競争社会や実績主義の呪縛から解放されない者たち

2007-07-11 06:57:37 | Weblog
 山に出かけても情報消費社会や競争社会や実績主義の呪縛から解放されないものたちがいる。これには前政権の「小泉という時代」の規制緩和がますます拍車をかけた。
 定年で仕事をやめて、情報消費社会の実績主義的な呪縛から解放されたはずなのに、まだ百名山や二百名山などとその数(実績)を追っている中高年登山客が大勢いる。
 「百名山」とは一体何か。これはあくまでも深田久弥が自分の「主観」で選んだ百の山に過ぎない。正式には、紀行「日本百名山」という。もともと、紀行文なのである。そのことを知った上での「日本百名山」ブームであるならば、日本中が山岳紀行文作者であふれかえっているだろうが、そういうことがないのもまた、不思議なことだ。
 よく、山で行き会う登山客が「これまでどこの山に登りましたか。」「日本百名山のうちいくつ登りましたか。」と訊いてくることがある。私のいでたちや装備、登り方や足運びから、かなりの「ベテラン」に見えるらしく、勝手にこれならば、当に「百名山」踏破者であろうと想像するらしい。
 私は、やんわりと「まだ一つだけです。」とかわすと、大概は一瞬とまどい、あけっけにとられて目をくるくるさせる。おかしい。内心ではにんまりである。
 数年前に、高名な登山家(エベレストなど海外登山の経験も豊富)がこの「日本百名山」全山踏破に挑戦したことがあった。何日で100山を踏破出来るかというのがコンセプトらしかった。たまたま、岩木山にも来たらしく、その時、彼に出合ったと誇らしげに語ってくれた地方の高名な「登山者」がいたことには、あきれてがっかりした。この「百名山」の競争に飽き足らない者は、勝手に「日本二百名山」などと名付けて、その数を競っている。登山が「数の競いあい」になっていることに私は不満だ。「登山」という概念には本来、「競争」という概念はなじまないものだろう。
 先日も、新聞の書籍欄で「…といく…の百名山」という本名を見たが、これを読んで、そこに書かれてあるとおりの「山行」を企てる者がまた続出するのかと思うと、うんざりである。私が「山」ならば「雲隠れ」したい思いである。
 彼らはこの「数と時間」という現代社会の呪縛から解放されず、未だに気づかないまま「均質的な空間」に庇護されながら、実績主義に身も心もすっかり侵されている者である。
 「数と時間」とは合理化のことである。「多くの数を短い時間で」が常に求められる。大量消費と大量生産が求められ、これを出来るだけ「短時間」で達成することが社会の価値基準となっている。これが「情報消費社会」を支配し、多くの人々が抑圧されながら、必死になって「山」に来てまでも「競争」しているのだ。
 そろそろ、「多くの数」と「短い時間」という価値観を捨てて、そのものに内在する不動の価値を、自分自身の価値を発見する「登山」をしようではないか。もちろん、里や都市での生活にも「数と時間」という価値を求めないことだ。

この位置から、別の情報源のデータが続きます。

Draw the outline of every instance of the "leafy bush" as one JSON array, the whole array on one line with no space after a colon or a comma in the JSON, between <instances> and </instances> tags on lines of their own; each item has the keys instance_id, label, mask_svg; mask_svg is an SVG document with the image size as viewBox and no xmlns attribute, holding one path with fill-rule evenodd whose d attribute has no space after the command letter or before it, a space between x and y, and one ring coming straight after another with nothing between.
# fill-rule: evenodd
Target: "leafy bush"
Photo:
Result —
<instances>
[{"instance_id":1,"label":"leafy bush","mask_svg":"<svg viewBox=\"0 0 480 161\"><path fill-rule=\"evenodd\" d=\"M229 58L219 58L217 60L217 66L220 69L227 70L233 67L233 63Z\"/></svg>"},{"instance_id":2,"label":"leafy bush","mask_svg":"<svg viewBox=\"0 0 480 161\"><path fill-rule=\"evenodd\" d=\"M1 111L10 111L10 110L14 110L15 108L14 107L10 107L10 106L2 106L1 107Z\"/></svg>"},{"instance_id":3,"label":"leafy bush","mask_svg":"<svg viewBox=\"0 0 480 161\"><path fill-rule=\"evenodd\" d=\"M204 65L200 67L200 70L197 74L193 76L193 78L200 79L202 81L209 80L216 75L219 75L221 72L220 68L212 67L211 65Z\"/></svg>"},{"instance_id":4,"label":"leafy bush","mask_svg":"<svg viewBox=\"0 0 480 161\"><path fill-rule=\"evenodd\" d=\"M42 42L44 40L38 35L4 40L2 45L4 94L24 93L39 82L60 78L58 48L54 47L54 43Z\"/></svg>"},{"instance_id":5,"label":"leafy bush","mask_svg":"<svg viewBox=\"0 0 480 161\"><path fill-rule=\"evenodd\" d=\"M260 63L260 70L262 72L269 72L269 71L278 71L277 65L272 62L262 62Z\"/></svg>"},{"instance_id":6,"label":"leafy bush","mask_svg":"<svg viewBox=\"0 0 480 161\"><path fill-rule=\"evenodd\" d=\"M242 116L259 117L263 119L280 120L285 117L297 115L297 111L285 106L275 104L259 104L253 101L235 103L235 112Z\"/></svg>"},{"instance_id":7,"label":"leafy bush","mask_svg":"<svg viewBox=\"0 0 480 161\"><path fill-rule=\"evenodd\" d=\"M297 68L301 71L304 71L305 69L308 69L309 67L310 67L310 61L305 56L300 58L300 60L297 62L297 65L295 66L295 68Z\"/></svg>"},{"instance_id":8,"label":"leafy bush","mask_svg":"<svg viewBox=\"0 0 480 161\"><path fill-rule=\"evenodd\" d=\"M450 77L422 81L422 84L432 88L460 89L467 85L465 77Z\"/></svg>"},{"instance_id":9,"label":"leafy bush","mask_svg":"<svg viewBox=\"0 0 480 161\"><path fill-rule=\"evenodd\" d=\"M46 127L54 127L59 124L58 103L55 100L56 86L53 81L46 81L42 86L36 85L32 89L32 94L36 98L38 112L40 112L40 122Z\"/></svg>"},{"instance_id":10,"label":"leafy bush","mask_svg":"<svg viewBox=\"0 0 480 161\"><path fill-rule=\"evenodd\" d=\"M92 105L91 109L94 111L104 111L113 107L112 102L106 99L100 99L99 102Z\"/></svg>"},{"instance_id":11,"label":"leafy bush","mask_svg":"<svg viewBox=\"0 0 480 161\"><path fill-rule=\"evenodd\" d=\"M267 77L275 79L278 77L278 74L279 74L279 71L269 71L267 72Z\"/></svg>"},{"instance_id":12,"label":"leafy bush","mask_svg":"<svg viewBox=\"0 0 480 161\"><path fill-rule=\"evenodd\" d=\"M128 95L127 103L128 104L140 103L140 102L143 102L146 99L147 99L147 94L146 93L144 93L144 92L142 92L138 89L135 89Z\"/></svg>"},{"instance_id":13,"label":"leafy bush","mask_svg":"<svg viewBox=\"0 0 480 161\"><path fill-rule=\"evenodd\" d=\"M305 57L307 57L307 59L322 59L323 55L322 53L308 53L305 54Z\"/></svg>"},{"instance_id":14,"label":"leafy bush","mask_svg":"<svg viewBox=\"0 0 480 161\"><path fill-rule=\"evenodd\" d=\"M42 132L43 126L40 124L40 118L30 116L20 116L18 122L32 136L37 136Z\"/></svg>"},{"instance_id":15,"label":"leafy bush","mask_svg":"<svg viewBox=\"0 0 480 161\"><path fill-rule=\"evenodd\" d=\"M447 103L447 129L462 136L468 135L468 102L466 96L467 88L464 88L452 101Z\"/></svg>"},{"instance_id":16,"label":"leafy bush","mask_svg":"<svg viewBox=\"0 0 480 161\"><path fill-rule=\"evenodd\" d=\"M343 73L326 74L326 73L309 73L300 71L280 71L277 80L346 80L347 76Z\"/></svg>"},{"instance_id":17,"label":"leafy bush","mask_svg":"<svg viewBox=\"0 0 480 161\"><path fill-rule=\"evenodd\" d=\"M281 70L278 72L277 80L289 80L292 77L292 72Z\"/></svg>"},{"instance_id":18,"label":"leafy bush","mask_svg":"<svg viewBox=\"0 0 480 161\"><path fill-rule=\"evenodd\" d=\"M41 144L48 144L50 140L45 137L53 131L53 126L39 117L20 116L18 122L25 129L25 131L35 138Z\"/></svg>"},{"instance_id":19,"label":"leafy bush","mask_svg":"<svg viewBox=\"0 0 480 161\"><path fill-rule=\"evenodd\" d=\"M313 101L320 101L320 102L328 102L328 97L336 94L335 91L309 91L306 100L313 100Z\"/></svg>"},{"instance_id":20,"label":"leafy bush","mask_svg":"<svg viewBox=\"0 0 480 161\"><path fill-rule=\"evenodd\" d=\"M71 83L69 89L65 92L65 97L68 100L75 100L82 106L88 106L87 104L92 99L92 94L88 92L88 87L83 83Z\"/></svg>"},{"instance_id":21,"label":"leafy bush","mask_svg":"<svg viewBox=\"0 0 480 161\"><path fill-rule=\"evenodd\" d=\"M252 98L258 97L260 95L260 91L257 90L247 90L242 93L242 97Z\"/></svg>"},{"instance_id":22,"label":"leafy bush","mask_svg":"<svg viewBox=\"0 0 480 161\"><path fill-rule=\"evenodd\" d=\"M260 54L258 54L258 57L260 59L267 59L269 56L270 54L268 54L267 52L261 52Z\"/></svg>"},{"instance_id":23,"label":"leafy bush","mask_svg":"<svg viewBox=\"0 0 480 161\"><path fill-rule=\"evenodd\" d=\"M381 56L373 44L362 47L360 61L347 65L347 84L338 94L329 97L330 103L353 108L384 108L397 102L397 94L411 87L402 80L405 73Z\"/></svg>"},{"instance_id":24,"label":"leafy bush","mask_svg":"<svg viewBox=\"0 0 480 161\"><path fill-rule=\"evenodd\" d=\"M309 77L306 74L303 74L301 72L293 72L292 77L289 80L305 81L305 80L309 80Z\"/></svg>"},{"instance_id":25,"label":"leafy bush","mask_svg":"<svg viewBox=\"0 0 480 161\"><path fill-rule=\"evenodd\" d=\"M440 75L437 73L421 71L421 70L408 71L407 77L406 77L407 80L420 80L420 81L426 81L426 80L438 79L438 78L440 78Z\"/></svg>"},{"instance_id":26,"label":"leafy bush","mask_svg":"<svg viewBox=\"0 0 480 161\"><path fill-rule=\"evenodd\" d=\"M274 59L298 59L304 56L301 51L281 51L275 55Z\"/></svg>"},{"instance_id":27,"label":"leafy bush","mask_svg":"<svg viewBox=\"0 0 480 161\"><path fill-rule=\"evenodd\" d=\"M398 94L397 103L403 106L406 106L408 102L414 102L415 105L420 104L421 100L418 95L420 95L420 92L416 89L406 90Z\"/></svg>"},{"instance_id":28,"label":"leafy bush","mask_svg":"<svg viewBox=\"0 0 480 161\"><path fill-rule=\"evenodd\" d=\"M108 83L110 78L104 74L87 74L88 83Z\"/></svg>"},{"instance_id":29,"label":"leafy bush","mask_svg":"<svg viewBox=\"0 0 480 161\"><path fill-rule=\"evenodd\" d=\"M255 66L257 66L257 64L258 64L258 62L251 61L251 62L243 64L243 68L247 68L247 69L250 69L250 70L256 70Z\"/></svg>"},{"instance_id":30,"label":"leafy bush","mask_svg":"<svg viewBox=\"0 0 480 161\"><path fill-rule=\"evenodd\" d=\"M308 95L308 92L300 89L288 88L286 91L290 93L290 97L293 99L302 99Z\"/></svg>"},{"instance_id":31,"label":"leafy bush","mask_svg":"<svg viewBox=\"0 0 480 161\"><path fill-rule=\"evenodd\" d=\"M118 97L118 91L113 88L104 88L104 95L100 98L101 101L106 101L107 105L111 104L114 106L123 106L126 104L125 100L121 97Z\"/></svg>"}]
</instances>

 また一方で、便利さや利便性に寄りかかり、自分たちの楽しみだけを追求する中高年登山者の中には、退職して組織的な縛りや子育てという抑圧が解かれたゆえに、「自由になったことにだけ身を置き、それ以上の自由を求める者」もいる。こういう人たちが「山」を荒らす。これは未来を犠牲にするデカダンスであるだろう。
 両者に共通することは明らかに、「本来の自立的な自己であろうする行為を他に委ねている」ことである。
 これは自己の自由や時間、自分の領域や占有範囲を他に譲り渡していることに他ならない。そこには真の生きる意味がなく、彼らは山にいながら「山に行く心」に気づかないかわいそうな人たちと言える。

 登山行為とは生きる意味の回復であるということに気づいてほしい。
現代の情報消費社会がますますその力を増すにつれて、私たちの生きる意味はますます遠ざかる。麓から自分の足で黙々と登るという行為、沢や峪を這い回る行為、岩壁を攀じ登る行為、厳冬の雪山に登る行為、7000、8000メートルの高所に登る行為などは、どれ一つとってみても、そこにはこの遠ざかりつつある自助努力と生きる意味の回復があるのではないのか。
 情報消費社会の中で失ったり、見失っているものを取り戻すこと、これが登山行為であるはずだ。ただそのことに、多くの登山客や登山者自身は気がつかない。そして、それが「登山ブーム」に身を置くだけということになる。
 しかし、それでも、山に出かけた人は、「出かける前と、山から戻った後とでは、自分の生活がいくぶん違ってきた。」と思えるだろう。
 それは、自分の気づかない潜在的な意識の中で「山に行くこと」で「今の日常」を少しは変えたいと願っているからである。        
 私自身、山から帰る時には…
『ようやく岩稜帯に出た。濃霧はいつのまにか消えて、幻想と抑圧から解放され、青空の下両腕を上げて大きく深呼吸をする。岩に頂ではイワヒバリが鳴いていた。』という爽やかな気分になる。